Comment by kevincox

5 years ago

> the first 6 function parameters are guaranteed to be passed via registers.

This assumes that your function is being called via the regular calling convention. By the as-if rule there is nothing guaranteeing that an internal call is using the regular calling convention or that it hasn't been inlined.

Are there cases where a compiler reasonably would internally use a different calling convention that supports fewer arguments passed via register passing?

Yours is still a valid point (no reason doesn't imply a guarantee) even if there's none, to be clear. Just curious because I can't really see any reason for a compiler to do so.

I can imagine some theoretical cases where compiler optimizations lead to additional arguments to be passed to a function [version].

  • Yes, in cases where optimizations would call for it.

    If a function is marked `static` for example (in C) it means that it's private and local to the translation unit, which means there doesn't need to be a standard ABI agreement between it and external consumers, thus compiler is free to optimize calls or even inline it if necessary. This can drastically reduce both code size and runtime cost.

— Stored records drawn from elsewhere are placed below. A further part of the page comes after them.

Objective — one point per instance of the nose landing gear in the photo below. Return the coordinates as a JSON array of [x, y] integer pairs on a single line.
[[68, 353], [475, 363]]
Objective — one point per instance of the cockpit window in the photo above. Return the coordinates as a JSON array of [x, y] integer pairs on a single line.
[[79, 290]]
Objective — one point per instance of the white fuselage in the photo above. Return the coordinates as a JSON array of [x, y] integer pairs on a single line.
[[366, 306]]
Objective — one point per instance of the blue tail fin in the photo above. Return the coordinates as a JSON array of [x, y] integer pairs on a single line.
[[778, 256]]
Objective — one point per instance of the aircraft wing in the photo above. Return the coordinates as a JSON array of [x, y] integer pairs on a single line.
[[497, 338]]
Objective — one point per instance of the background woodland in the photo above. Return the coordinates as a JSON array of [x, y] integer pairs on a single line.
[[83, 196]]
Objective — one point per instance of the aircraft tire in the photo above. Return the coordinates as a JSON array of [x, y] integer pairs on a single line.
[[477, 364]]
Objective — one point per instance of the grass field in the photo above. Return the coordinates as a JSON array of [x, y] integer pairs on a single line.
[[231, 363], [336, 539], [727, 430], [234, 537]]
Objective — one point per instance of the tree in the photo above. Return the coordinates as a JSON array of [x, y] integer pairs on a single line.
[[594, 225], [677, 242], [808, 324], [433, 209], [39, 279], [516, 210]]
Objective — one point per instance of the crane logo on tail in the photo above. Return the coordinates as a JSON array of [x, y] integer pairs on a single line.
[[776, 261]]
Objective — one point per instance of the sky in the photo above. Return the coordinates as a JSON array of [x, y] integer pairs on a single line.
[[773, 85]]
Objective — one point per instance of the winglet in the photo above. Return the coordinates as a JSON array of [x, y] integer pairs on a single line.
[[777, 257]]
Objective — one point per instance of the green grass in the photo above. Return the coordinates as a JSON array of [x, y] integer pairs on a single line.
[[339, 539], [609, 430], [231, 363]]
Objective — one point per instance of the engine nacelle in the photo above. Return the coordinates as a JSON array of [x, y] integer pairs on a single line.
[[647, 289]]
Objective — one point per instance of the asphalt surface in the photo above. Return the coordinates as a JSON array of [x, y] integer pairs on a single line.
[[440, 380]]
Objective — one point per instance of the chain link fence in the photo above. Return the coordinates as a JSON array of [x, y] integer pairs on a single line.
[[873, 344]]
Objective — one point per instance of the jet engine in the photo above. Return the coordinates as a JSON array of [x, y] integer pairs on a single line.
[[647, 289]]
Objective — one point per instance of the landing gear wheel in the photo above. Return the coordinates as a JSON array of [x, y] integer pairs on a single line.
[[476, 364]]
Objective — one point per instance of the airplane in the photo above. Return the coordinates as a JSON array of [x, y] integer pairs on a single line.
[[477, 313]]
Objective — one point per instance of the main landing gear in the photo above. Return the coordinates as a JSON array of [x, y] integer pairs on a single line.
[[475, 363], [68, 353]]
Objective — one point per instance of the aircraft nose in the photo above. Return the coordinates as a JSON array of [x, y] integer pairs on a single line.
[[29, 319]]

  • I agree it is unlikely. I can imagine something like the compiler realizing that some computation is pure, so it caches the value across invocations of the function, essentially adding addition arguments that push the actual arguments onto the stack. Of course this is an unlikely edge case but a reasonable set of possible optimizations that would work together I'm a surprising way.

We use the "noinline" attribute to get control over inlining, which gives a reasonable assurance that we'll get a normal standard ABI call with six parameters in registers on x64/ARM64.

  • That doesn’t disable other optimizations like cloning and IP-IRA (if those still exist), so it’s still possible to get a different calling convention. That would hopefully have more registers in use though, not less.